I’ve long been an advocate of simplifying medical information into “human-ese” to give patients the best chance of understanding complex medical information. I learned this years ago when making my own patient newsletters, back in the days when “desktop publishing” and “WYSIWYG” word processing were big buzzwords. (Yikes! Self-dating!!) Taking complicated health issues and trying to make them easy to understand and hopefully engaging for non-medically trained folks – and to do so for several such topics all on one side of a single piece of paper – was quite the challenge.

But, there are two sides to every aisle. The needs for understandable medical information in lay terms for lay people are quite different from the needs of providers for using medically complex jargon to communicate profession to professional.

The contentions of those who oppose “dumbing down” medical information have some valid arguments. If all of our medical documentation is to be available via patient portals and their ilk, providers fear that taking time to write all their notes in terms simple enough for patients to understand will take an ungodly amount of time. (And, providers’ time is precious enough as it is, what with all the coding and bullet points and mouse clicks and all!) Plus, some providers fear that the communication of professional concepts will be hampered, impeded even, if all of the complex medical terms used in patient records must be broken down into lay terms. (Imagine trying to sum up the tauopathy known as progressive supranuclear palsy – PSP, the cause of actor Dudley Moore’s death – into layman’s language when including it in a differential diagnosis!)

Me? I truly see both sides. I want my patients empowered; making things understandable for them helps that process. But, I also don’t want to see the simplicity of complicated conceptual discourse via sophisticated technical jargon fall prey to vocabulary Luddism.

It would seem that both sides of the aisle are correct. How we address this with a workable meet-in-the-middle approach is the real question. Bringing everyone onto a level health education and medical vocabulary playing field seems silly. Both of these so-called “smartening up” and “dumbing down” approaches have significant hurdles and/or negative impacts.

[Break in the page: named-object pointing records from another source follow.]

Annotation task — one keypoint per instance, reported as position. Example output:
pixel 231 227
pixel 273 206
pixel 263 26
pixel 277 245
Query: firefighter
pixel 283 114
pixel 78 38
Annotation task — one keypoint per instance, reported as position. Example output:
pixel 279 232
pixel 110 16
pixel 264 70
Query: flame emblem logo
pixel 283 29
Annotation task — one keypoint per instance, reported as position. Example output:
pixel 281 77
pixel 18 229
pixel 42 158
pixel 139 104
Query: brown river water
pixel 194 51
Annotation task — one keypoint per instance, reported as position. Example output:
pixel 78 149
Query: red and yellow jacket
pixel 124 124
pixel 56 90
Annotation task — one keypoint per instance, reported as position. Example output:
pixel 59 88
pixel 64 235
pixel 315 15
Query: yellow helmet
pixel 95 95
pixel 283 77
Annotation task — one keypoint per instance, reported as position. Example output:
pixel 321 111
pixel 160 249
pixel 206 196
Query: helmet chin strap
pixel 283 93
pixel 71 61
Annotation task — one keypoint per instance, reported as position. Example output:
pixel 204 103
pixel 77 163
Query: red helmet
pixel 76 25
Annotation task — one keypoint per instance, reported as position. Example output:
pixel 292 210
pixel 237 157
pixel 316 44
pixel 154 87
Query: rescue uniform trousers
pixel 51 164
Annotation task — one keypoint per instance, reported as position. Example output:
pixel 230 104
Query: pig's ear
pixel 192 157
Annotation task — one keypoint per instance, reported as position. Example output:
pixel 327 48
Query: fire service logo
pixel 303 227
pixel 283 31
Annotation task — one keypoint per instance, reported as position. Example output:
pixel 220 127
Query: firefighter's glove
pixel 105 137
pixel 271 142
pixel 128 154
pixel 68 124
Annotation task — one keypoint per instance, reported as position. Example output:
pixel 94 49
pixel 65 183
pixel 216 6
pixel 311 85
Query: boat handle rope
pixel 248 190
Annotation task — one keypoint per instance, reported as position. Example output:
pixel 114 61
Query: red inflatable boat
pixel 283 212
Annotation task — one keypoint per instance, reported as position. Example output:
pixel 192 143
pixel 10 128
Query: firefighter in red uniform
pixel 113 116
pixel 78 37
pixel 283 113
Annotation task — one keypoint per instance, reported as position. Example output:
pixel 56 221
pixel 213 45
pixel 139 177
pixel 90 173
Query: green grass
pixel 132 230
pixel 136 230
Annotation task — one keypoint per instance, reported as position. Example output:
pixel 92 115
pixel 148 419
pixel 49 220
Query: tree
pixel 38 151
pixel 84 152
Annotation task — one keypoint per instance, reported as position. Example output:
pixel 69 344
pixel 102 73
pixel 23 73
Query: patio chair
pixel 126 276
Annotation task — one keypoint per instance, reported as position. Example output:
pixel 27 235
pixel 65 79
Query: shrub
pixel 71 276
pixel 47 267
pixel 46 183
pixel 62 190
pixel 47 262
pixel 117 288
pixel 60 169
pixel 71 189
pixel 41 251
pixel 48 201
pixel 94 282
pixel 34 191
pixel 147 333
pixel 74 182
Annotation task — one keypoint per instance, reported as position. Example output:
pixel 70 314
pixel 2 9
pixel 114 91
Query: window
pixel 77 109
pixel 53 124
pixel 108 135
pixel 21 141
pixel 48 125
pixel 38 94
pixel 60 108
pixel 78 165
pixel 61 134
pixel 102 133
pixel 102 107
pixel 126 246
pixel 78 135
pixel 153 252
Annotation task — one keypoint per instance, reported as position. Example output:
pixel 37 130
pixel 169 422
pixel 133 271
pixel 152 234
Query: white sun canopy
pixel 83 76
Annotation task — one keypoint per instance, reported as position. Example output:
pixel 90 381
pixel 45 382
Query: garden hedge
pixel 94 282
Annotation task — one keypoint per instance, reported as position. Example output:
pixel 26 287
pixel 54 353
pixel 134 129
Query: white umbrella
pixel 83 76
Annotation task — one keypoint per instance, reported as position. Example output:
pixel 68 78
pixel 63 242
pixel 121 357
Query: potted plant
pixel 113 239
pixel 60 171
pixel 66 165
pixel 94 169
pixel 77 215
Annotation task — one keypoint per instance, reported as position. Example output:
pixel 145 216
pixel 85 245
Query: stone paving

Thus, I propose a solution for which I’m far too uneducated (and, given my previous self-dating, likely far too old!):

  • How about we set Watson, or a whole herd of smart humans and lesser computers, to the task of smartening up natural language processing to the point where I, as a doctor, can type any confoundedly complex medical lingo I want into a patient’s medical record and their patient portal spits out an NLP-derivation in regular old human-ese?
  • Oh … and could we also task some UX experts to present that information in patient portals that are actually visually pleasing and truly engaging?

Just a dumb thought, from the trenches…

“I may be dumb, but I’m not stupid.” – Terry Bradshaw

Dr. Gregg Alexander, a grunt in the trenches pediatrician at Madison Pediatrics, is Chief Medical Officer for Health Nuts Media, an HIT and marketing consultant, and sits on the board of directors of the Ohio Health Information Partnership (OHIP).